ANALYSIS
White House discusses partial Intel stockholding in a move that could boost domestic industry
The mere fact that this option is being considered sparked a stock market rally. The company's shares rose more than 7% and continued to gain value after the market closed.

Sample of an Intel chip
The White House is analyzing a move that could mark a new chapter in the relationship between the federal government and the technology industry: the possible purchase of a shareholding in Intel by the United States. The deal, still in the preliminary stages, could boost chip manufacturing domestically and strengthen the company's position vis-à-vis the sector's Asian giants, according to people familiar with the talks.

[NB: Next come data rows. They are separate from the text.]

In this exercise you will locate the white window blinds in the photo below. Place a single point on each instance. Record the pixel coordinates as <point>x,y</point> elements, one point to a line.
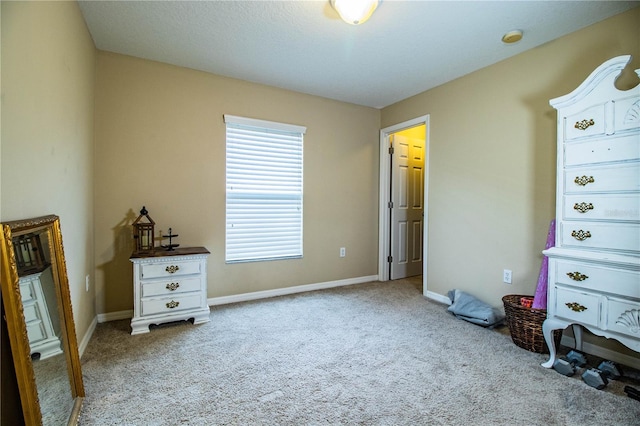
<point>264,190</point>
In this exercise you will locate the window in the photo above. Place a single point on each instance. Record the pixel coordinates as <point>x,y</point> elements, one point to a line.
<point>264,190</point>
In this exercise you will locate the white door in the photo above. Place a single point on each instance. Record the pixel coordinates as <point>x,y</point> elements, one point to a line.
<point>407,208</point>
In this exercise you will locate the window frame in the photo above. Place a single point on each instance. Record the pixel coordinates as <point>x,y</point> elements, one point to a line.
<point>243,137</point>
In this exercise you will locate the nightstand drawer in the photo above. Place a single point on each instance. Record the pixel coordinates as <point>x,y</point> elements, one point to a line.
<point>166,287</point>
<point>31,312</point>
<point>35,331</point>
<point>604,236</point>
<point>577,306</point>
<point>168,269</point>
<point>168,305</point>
<point>602,207</point>
<point>588,277</point>
<point>26,292</point>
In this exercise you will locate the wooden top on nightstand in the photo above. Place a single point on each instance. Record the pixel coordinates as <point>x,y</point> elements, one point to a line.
<point>180,251</point>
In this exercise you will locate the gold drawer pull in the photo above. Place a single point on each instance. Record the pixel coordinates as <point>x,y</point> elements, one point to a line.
<point>584,124</point>
<point>584,180</point>
<point>576,307</point>
<point>581,235</point>
<point>577,276</point>
<point>583,207</point>
<point>172,269</point>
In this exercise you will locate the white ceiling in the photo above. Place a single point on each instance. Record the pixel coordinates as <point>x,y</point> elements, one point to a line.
<point>406,47</point>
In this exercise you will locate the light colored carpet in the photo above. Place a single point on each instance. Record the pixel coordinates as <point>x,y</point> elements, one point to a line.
<point>369,354</point>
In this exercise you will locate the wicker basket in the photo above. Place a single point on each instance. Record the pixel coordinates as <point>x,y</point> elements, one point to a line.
<point>525,325</point>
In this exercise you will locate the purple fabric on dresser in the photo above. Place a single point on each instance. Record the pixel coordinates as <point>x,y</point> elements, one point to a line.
<point>540,298</point>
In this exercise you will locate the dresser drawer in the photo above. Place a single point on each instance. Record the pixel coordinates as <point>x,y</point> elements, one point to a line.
<point>602,207</point>
<point>623,316</point>
<point>588,122</point>
<point>621,177</point>
<point>166,287</point>
<point>167,305</point>
<point>605,236</point>
<point>605,150</point>
<point>589,277</point>
<point>573,305</point>
<point>627,111</point>
<point>169,269</point>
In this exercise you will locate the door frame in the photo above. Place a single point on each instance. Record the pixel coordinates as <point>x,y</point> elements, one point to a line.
<point>385,197</point>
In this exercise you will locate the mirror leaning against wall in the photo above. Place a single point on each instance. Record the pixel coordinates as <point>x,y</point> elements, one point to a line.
<point>39,319</point>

Sources close to the talks say the issue was raised during a meeting between President Donald Trump and Intel CEO Lip-Bu Tan last Monday. Although the negotiations are still open and there is no guarantee that they will succeed, the mere fact that this option is being considered sparked a stock market rally: Intel shares rose more than 7% and continued to gain value after the market closed.
A geopolitical chessboard
Trump's interest in bolstering domestic chip production responds to a strategic objective: reducing dependence on foreign manufacturers, in particular Taiwan Semiconductor Manufacturing Co.(TSMC), the world leader in the sector. In parallel, the president has publicly questioned the role of Tan, whom he accuses of maintaining investment ties with Chinese technology companies that could generate conflicts of interest.

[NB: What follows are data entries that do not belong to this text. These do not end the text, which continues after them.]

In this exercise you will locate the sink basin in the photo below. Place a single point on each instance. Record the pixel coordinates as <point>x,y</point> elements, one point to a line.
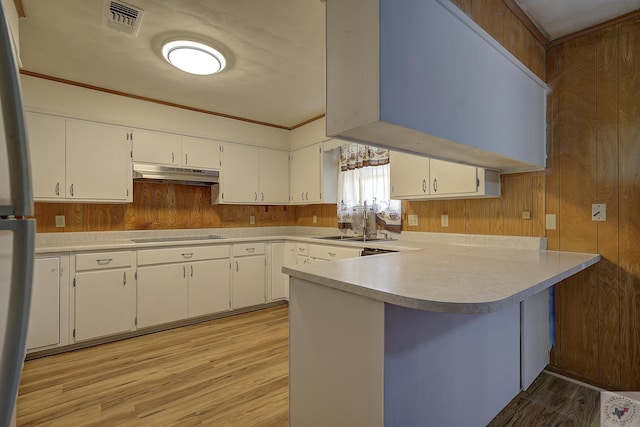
<point>349,238</point>
<point>175,239</point>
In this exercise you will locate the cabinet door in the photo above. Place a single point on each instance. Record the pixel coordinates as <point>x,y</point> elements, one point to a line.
<point>248,281</point>
<point>239,174</point>
<point>155,147</point>
<point>162,294</point>
<point>274,176</point>
<point>97,159</point>
<point>44,316</point>
<point>452,178</point>
<point>409,175</point>
<point>47,150</point>
<point>200,153</point>
<point>306,174</point>
<point>208,289</point>
<point>104,303</point>
<point>282,254</point>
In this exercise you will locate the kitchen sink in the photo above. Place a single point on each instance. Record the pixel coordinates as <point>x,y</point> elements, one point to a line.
<point>350,238</point>
<point>176,239</point>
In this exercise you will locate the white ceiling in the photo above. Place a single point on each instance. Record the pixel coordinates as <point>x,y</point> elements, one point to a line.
<point>277,49</point>
<point>557,18</point>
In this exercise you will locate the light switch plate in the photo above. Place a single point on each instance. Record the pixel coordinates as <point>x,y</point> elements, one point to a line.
<point>550,221</point>
<point>599,212</point>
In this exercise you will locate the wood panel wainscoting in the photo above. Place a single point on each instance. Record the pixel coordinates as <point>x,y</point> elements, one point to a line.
<point>231,371</point>
<point>158,206</point>
<point>594,157</point>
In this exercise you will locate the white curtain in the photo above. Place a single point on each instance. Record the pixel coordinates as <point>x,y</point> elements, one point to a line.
<point>357,184</point>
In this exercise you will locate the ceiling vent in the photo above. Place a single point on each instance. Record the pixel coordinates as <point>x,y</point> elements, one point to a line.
<point>122,17</point>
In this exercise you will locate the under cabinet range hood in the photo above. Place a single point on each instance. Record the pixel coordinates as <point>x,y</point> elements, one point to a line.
<point>176,175</point>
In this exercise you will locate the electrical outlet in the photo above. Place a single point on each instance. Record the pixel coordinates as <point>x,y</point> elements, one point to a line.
<point>598,212</point>
<point>550,221</point>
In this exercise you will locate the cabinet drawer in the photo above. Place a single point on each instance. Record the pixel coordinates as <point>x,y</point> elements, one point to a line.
<point>182,254</point>
<point>301,249</point>
<point>332,252</point>
<point>102,260</point>
<point>247,249</point>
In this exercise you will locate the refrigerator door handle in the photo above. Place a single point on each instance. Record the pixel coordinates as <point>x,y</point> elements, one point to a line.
<point>14,128</point>
<point>15,336</point>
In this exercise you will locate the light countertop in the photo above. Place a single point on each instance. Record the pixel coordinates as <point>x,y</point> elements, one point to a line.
<point>449,278</point>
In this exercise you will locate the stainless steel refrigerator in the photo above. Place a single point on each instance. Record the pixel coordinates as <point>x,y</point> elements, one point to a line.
<point>17,234</point>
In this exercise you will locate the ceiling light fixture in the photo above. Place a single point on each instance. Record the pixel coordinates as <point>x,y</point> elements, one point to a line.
<point>194,57</point>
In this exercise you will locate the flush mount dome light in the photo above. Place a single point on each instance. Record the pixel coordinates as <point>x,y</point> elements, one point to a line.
<point>193,57</point>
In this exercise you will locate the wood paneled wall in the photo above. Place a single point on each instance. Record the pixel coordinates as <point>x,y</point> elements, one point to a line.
<point>166,206</point>
<point>523,192</point>
<point>594,157</point>
<point>497,19</point>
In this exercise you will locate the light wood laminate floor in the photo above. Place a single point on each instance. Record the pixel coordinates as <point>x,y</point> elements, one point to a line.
<point>226,372</point>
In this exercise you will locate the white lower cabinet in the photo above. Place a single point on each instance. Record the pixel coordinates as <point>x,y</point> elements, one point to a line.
<point>249,275</point>
<point>104,294</point>
<point>282,255</point>
<point>48,306</point>
<point>321,253</point>
<point>183,282</point>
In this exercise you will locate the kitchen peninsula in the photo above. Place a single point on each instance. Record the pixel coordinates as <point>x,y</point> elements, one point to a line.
<point>446,335</point>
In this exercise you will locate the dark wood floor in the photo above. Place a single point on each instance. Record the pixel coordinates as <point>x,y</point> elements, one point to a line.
<point>231,371</point>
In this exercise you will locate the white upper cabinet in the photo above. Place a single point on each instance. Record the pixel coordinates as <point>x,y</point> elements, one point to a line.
<point>169,149</point>
<point>314,175</point>
<point>47,149</point>
<point>419,75</point>
<point>274,176</point>
<point>252,175</point>
<point>418,177</point>
<point>98,163</point>
<point>155,147</point>
<point>200,153</point>
<point>74,160</point>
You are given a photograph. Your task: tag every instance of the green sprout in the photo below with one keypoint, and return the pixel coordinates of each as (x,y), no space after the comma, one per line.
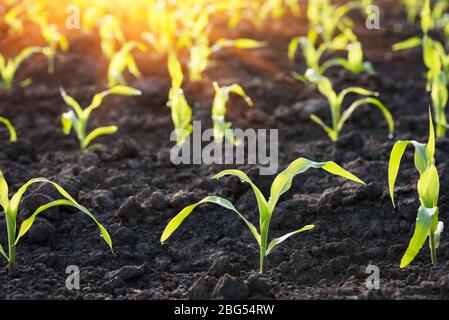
(11,129)
(9,67)
(111,34)
(201,51)
(181,112)
(11,208)
(437,63)
(78,119)
(427,224)
(313,54)
(329,19)
(335,100)
(221,127)
(55,41)
(281,184)
(123,60)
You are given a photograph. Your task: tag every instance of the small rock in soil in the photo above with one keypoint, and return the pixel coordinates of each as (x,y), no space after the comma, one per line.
(158,201)
(89,159)
(103,199)
(130,210)
(125,273)
(202,288)
(41,231)
(259,287)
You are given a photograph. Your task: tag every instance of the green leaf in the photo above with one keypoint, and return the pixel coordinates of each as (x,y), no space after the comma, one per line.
(430,148)
(97,133)
(278,241)
(283,182)
(26,225)
(393,167)
(429,187)
(98,98)
(67,120)
(261,201)
(11,129)
(4,192)
(407,44)
(174,224)
(437,234)
(175,70)
(422,230)
(321,123)
(292,48)
(3,253)
(72,103)
(367,101)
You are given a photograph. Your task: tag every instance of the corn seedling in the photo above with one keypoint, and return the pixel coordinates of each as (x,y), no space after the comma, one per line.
(335,101)
(437,63)
(9,67)
(427,224)
(78,119)
(281,184)
(111,35)
(181,112)
(221,127)
(55,41)
(11,129)
(11,209)
(123,60)
(353,63)
(329,19)
(200,53)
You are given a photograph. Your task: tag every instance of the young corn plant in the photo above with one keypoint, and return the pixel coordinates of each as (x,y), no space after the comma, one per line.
(78,118)
(201,51)
(55,41)
(11,129)
(11,209)
(111,35)
(329,19)
(335,101)
(221,127)
(313,54)
(281,184)
(354,63)
(9,67)
(427,223)
(181,112)
(123,60)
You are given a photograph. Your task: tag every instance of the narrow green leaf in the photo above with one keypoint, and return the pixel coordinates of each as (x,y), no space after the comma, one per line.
(437,234)
(367,101)
(393,167)
(3,253)
(278,241)
(97,133)
(11,129)
(407,44)
(4,192)
(174,224)
(422,230)
(72,103)
(261,201)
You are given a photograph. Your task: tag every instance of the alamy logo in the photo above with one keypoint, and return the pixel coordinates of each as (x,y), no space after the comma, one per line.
(373,280)
(73,280)
(257,147)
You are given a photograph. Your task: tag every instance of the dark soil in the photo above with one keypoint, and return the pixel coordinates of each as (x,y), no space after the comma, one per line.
(132,187)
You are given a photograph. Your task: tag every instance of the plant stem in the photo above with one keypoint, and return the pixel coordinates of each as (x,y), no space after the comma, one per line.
(11,229)
(262,260)
(433,251)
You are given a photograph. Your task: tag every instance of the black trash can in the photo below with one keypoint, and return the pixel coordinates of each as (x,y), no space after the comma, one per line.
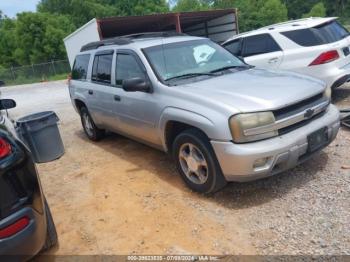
(41,134)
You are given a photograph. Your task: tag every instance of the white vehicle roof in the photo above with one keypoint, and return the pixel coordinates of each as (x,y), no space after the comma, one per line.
(288,26)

In recent months, large technology corporations have accelerated expansion projects in the United States to align with the presidential agenda, which rewards companies that invest and produce within the country. Intel, because of its size and track record, is seen as the strongest candidate to compete with TSMC if it receives financial and regulatory support.
Obstacles for Intel
Despite the expectation generated by a possible federal investment, analysts warn that Intel's problems will not be solved with financing alone. The company reported losses of $2.9 billion in the second quarter, dragged down by a business model that many consider outdated and by a product offering poorly adapted to the growing demands of artificial intelligence. In this area, more innovative competitors have taken the lead.